Note that you can also add new influencers right from the group creation process, as well, making it so there’s actually too much choice. The process needs to be simplified into a more cohesive user experience. There’s really no need for the Groups section to be separate from Influencers—they’re each an important part to organising influencers, so why isolate them from each other? Luckily, creating and managing groups is how you’ll spend a very small portion of your time in Stellar.
The final section, Reports, is what seals the deal in favor of Stellar. You’ll primarily run reports on your own campaigns, but there’s nothing to stop you from monitoring your competitors, too. That could be useful intel in developing you own strategies. To create a report, you tell the platform which influencer group you want to include, give it a start and end date, select which social channels you want to monitor, tell it which hashtags or mentions to look for, and it starts collecting data. If you’re trying to drive clicks to a URL as part of your campaign, you can add it in here, too. You’ll then be able to see which influencers were the most successful at driving traffic.
The reports you get are very thorough. One section shows you top level metrics of a campaign: total reach and engagement, the number of influencers, total number of posts, clicks—there’s a lot here.
You can drill down to each influencer, as well, seeing individual performance stats. Who’s not worth the money you spent? Who’s your best ambassador? These are great questions to ask, and you’ll get these answers. Additionally, Stellar also aggregates every post made for your campaign, so you can see exactly what’s out there. Every picture, video, and story is right there for you to see, and you can download any of them to save forever. You can also export all the data, or share the live report with anyone. These are things you cannot do with a spreadsheet.

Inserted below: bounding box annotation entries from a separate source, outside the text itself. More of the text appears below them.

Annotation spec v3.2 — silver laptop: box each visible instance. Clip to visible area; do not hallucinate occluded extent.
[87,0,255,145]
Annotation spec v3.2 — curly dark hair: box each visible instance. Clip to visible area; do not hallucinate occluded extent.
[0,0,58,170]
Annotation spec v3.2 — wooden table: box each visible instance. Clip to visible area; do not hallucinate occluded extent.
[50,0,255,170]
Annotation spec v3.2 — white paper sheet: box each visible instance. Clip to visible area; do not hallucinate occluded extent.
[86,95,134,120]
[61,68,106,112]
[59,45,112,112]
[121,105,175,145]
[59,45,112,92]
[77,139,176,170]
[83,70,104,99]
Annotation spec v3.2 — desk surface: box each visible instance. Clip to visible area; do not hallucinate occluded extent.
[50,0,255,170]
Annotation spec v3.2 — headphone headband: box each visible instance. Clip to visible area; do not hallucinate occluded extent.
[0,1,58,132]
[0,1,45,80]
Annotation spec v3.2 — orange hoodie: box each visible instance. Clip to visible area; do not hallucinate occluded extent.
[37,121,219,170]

What’s best about Stellar is that it’s not trying to be more than it should be, but ends being that anyway. The platform exists to organise all your influencers and campaigns into a single platform. Of course you’d want to get all the associated data with that, too, so it makes sense for Stellar to include that with each profile. If that was all there were, I’d say this is a solid tool with limited use. By adding the campaign reporting feature, you’re going from management to analytics, already a big leap in function. By making the reports so easy to read (and to just look at!), the result is nothing short of—well, stellar.